John Calvin on the Body, from Psychopannychia

We are better taught by the Sacred Writings. The body, which decays, weighs down the soul, and confining it within an earthly habitation, greatly limits its perceptions. If the body is the prison of the soul, if the earthly habitation is a kind of fetters, what is the state of the soul when set free from this prison, when loosed from these fetters? Is it not restored to itself, and as it were made complete, so that we may truly say, that all which it gains is so much lost to the body? Whether they will or not, they must be forced to confess, that when we put off the load of the body, the war between the spirit and the flesh ceases. In short, the mortification of the flesh is the quickening of the spirit. Then the soul, set free from impurities, is truly spiritual, so as to be in accordance with the will of God, and not subject to the tyranny of the flesh, rebelling against it.
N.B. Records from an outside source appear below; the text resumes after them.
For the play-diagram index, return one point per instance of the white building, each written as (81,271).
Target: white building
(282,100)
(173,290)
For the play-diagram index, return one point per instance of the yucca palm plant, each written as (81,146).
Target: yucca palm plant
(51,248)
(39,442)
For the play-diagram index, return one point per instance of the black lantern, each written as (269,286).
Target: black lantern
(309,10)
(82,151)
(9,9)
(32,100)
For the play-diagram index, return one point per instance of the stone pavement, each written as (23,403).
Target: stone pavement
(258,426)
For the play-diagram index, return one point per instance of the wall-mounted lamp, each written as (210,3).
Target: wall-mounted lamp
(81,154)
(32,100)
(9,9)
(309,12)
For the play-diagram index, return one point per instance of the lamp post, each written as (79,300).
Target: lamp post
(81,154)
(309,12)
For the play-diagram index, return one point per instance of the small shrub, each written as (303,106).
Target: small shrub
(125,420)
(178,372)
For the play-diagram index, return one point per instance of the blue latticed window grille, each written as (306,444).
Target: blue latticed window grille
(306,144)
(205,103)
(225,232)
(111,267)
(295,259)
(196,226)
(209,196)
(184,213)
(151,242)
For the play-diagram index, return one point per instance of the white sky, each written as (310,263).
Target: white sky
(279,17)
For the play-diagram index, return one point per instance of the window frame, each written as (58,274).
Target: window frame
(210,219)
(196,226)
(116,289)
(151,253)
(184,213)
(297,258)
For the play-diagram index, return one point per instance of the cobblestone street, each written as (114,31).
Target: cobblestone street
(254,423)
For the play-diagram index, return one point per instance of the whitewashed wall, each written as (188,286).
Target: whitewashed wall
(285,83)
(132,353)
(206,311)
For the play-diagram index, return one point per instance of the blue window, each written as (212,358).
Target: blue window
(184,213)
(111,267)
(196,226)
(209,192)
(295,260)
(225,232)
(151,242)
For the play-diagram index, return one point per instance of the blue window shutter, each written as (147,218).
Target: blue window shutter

In short, the mortification of the flesh will be the quickening of the spirit: For then the soul, having shaken off all kinds of pollution, is truly spiritual, so that it consents to the will of God, and is no longer subjected to the tyranny of the flesh; thus dwelling in tranquillity, with all its thoughts fixed on God. Are we to say that it sleeps, when it can rise aloft unencumbered with any load? – that it slumbers, when it can perceive many things by sense and thought, no obstacle preventing? These things not only manifest the errors of these men, but also their malignant hostility to the works and operations which the Scriptures proclaim that God performs in his saints.